# I need some amps fixed.



## wilkinru (Apr 25, 2016)

So I've been buying old school amps for a little while now and I've started to collect a fair amount of amps that are broken and would like to look into getting repaired.

I have two RF 400.4s: 
1. No audio from any channel but LED comes on
2. Audio on all 4 but one is scratchy (may be able to fix myself?)

RF 40ix:
no audio in 1 channel, other channel works fine

Soundstream reference 644:
It works fine, however the center of the board has been a little warm crispy at one point. This looks like a high quality part and would like to restore it.

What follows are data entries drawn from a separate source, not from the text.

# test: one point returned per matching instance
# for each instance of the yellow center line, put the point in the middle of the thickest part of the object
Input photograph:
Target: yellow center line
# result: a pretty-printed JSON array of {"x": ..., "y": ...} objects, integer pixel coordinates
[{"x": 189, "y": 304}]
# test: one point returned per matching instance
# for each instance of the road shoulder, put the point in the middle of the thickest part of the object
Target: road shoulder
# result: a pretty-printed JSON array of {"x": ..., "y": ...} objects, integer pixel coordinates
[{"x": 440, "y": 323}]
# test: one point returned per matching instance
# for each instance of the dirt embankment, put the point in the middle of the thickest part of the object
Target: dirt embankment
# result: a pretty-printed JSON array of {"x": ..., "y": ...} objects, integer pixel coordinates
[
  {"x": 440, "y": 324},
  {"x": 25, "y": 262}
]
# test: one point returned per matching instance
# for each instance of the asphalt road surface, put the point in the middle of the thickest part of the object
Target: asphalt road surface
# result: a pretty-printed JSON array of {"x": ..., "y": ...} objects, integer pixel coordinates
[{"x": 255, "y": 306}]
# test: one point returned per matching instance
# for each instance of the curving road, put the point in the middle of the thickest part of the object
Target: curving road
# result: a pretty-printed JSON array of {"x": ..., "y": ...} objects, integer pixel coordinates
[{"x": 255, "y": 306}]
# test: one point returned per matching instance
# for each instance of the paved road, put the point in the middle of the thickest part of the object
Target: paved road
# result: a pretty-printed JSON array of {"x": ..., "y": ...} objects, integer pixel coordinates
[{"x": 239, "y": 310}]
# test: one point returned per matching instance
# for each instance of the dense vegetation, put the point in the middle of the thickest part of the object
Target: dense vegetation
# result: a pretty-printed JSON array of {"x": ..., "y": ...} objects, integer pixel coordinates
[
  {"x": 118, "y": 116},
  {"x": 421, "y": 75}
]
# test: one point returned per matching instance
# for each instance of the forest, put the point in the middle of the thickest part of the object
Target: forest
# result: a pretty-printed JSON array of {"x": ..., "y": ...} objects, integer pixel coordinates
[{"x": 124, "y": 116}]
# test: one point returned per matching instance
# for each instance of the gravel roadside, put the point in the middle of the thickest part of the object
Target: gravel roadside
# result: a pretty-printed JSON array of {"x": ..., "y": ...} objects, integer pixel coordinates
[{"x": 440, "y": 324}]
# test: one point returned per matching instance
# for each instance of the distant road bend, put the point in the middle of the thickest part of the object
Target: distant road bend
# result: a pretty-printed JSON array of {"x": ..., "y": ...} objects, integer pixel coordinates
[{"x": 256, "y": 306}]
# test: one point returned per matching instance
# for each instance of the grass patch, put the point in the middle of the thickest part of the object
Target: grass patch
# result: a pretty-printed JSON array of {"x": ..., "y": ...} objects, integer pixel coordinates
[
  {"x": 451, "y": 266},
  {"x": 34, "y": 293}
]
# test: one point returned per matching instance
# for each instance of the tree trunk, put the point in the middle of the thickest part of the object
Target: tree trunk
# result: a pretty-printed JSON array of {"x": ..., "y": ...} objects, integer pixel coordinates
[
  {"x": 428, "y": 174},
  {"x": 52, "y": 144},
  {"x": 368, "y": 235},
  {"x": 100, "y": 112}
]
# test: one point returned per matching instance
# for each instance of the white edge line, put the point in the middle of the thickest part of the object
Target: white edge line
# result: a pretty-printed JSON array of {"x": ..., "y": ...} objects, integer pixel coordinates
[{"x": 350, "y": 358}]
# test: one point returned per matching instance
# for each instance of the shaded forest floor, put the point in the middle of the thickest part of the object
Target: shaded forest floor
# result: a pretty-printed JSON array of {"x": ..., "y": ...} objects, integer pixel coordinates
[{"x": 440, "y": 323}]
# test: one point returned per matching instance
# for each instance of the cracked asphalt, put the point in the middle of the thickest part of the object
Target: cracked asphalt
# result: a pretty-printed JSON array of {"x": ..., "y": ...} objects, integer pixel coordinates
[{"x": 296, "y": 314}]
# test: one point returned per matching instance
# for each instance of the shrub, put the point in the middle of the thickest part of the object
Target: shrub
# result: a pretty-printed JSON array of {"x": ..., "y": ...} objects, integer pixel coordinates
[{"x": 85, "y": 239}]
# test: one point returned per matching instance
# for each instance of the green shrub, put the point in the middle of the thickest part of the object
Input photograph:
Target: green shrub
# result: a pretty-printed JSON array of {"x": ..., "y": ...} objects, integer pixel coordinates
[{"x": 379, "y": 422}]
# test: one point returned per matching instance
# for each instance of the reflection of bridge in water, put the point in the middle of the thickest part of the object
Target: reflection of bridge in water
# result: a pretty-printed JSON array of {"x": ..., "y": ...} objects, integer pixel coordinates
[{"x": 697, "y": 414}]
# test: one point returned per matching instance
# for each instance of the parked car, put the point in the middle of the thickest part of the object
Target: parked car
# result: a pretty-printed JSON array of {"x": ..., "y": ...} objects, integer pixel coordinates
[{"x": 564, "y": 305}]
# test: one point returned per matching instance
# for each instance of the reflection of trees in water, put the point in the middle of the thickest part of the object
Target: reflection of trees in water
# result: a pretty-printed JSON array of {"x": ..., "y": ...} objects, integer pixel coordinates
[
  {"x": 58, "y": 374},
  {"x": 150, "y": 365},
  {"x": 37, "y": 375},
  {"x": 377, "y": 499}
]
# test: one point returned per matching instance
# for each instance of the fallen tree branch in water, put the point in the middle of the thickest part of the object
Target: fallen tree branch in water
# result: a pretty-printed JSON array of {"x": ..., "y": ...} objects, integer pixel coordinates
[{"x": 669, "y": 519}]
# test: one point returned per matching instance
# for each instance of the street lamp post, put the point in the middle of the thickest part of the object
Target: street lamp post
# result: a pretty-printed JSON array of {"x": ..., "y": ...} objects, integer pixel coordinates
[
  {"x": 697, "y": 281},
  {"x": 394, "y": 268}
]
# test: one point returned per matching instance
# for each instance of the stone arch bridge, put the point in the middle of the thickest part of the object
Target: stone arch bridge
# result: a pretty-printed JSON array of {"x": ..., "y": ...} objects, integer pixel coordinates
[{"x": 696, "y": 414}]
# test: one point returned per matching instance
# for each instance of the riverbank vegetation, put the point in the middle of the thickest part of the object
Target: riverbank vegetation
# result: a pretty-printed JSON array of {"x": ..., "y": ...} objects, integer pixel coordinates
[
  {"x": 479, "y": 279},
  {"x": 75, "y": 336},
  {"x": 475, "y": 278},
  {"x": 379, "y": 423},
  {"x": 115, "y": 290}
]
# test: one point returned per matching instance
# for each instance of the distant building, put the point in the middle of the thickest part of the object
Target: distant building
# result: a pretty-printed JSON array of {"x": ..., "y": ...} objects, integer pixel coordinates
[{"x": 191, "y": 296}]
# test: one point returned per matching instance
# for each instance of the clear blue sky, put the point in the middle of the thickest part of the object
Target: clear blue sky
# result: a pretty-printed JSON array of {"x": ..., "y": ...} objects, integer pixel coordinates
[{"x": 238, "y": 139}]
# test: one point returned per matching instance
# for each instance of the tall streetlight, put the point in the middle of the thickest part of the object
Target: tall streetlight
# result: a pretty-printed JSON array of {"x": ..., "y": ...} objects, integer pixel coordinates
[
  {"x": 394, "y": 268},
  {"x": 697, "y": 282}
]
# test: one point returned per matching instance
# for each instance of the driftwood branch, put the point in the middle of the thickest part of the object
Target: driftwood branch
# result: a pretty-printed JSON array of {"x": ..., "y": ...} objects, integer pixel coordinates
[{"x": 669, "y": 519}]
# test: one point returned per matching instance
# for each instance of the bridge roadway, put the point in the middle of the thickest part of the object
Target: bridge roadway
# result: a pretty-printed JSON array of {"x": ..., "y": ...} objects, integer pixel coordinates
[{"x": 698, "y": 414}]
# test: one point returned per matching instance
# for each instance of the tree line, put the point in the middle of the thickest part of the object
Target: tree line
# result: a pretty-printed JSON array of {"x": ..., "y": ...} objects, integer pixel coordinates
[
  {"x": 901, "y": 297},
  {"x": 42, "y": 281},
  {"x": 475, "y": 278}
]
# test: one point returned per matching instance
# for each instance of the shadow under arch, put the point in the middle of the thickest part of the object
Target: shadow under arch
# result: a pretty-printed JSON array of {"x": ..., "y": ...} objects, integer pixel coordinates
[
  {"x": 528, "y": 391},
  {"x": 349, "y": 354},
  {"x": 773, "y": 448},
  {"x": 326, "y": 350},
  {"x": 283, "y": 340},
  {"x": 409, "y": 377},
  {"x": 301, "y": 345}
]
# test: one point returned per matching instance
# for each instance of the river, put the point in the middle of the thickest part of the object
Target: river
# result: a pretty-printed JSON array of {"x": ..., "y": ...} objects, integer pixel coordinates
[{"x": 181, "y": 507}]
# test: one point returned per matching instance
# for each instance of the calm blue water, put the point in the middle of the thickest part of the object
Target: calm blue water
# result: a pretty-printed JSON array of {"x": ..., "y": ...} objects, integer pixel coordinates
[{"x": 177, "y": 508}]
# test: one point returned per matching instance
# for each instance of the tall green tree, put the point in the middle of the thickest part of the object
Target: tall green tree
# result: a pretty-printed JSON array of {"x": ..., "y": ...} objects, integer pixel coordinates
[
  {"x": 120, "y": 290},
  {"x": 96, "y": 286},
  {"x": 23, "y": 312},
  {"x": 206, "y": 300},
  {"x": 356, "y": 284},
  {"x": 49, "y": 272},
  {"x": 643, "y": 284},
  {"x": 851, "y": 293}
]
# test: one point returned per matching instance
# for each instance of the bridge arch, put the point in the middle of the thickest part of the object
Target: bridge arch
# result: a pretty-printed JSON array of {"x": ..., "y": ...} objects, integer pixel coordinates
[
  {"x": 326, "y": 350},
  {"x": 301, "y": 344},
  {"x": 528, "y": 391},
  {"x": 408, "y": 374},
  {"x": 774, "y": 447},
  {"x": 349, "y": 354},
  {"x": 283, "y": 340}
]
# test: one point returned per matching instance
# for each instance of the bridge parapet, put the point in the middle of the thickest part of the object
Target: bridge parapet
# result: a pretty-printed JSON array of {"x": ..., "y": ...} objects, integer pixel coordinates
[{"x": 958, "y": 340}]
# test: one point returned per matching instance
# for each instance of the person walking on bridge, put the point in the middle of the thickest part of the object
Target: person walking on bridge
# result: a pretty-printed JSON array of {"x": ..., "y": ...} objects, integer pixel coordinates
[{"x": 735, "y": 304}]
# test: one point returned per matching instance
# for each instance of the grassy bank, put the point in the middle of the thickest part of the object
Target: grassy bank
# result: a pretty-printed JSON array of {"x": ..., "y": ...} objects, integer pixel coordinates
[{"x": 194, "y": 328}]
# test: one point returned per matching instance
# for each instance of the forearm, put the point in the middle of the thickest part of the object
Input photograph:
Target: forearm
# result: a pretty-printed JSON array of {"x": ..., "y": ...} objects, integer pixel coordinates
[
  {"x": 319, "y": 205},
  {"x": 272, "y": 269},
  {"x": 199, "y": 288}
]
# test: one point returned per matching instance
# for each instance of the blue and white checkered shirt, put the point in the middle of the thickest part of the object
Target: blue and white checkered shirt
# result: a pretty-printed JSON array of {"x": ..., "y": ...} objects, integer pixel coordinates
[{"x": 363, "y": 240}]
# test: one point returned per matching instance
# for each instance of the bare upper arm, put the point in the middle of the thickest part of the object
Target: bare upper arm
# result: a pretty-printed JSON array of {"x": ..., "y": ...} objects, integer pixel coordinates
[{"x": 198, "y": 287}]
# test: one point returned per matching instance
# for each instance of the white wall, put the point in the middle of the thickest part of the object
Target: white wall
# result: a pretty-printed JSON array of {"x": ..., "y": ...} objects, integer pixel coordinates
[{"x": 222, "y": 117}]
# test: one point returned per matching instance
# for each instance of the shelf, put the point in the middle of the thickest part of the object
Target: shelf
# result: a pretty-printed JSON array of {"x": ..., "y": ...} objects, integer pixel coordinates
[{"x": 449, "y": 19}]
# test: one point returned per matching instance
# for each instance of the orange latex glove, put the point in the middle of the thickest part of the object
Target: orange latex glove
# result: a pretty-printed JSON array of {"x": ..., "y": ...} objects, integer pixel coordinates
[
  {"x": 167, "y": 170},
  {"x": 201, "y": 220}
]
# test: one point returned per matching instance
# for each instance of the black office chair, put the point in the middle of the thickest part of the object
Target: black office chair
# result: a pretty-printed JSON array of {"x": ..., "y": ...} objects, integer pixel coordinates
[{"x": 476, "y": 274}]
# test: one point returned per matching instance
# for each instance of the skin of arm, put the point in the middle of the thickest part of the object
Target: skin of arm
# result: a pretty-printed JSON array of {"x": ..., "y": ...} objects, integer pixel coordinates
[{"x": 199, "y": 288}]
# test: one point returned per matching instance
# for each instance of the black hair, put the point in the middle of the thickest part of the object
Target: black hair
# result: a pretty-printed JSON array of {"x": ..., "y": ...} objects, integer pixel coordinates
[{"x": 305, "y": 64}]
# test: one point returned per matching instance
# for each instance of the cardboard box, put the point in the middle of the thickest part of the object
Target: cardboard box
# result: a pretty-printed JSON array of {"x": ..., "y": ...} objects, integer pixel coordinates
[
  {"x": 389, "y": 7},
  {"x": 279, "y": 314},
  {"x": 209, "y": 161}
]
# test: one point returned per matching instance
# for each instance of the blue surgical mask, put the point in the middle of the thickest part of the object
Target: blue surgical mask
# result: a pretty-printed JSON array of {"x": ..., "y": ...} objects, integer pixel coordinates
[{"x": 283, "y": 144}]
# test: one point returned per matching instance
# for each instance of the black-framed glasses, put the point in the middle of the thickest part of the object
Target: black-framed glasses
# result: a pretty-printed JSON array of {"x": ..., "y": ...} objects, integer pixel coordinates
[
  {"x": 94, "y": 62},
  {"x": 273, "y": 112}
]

RF Punch 150 (before the classic Punch 150):
No audio on this one.

RF 200ix DSM:
Seems pretty dead. I tried to change out the FETs and resistors on the power supply side but no luck. 

Any suggestions for repair? For the most part I want to keep the price low as I'll either show them/use them in my garage.


----------



## GEM592 (Jun 19, 2015)

I know a guy/business in the Phoenix area that would probably fix any of those that are fixable (they don't touch very burnt boards for example).

But I don't know if we'd be able to work out shipping.

I would think there is somebody in LV area but I don't know.


----------



## GEM592 (Jun 19, 2015)

You can try:

Car Audio Amplifier Repair

Ask for Evans Bishop. 

They are very good with OS, particularly RF.

I think they have a setup where they work through shops nationwide. You'll want to know if there is one in LV. Maybe.


----------



## wilkinru (Apr 25, 2016)

Thanks, I will shoot them a call Monday and see. I would like someone in LV but hey, I'd rather get the job done correctly - which is why I'm not doing them for the most part. Keep the suggestions coming!


----------



## GEM592 (Jun 19, 2015)

Like I said, they may have a shop they work through in LV even though they're based in AZ. I know they do this around the upper 48 but I'm not sure about your area.


----------



## wilkinru (Apr 25, 2016)

I had one of my 4 channel rockford amps fixed - it was dead in one channel. One of my better looking amps and the other 3 channels were rather clean. Sadly this is no longer the case after repair. Every channel does play but with noticeable noise/static compared to before. 

I am testing these amps on a bench with a CB radio power supply so there engine noise type issues.

I checked the work, they replaced 3 of the power supply caps and all of the fets. Maybe one of the connections isn't very solid?

AHHHHHHHHHhhhhhhhh. I guess I'll take it back and complain.


----------



## GEM592 (Jun 19, 2015)

Was that my guy or someone else? Just curious ...


----------



## wilkinru (Apr 25, 2016)

A local shop. I found two of them...going to try the other next time.


----------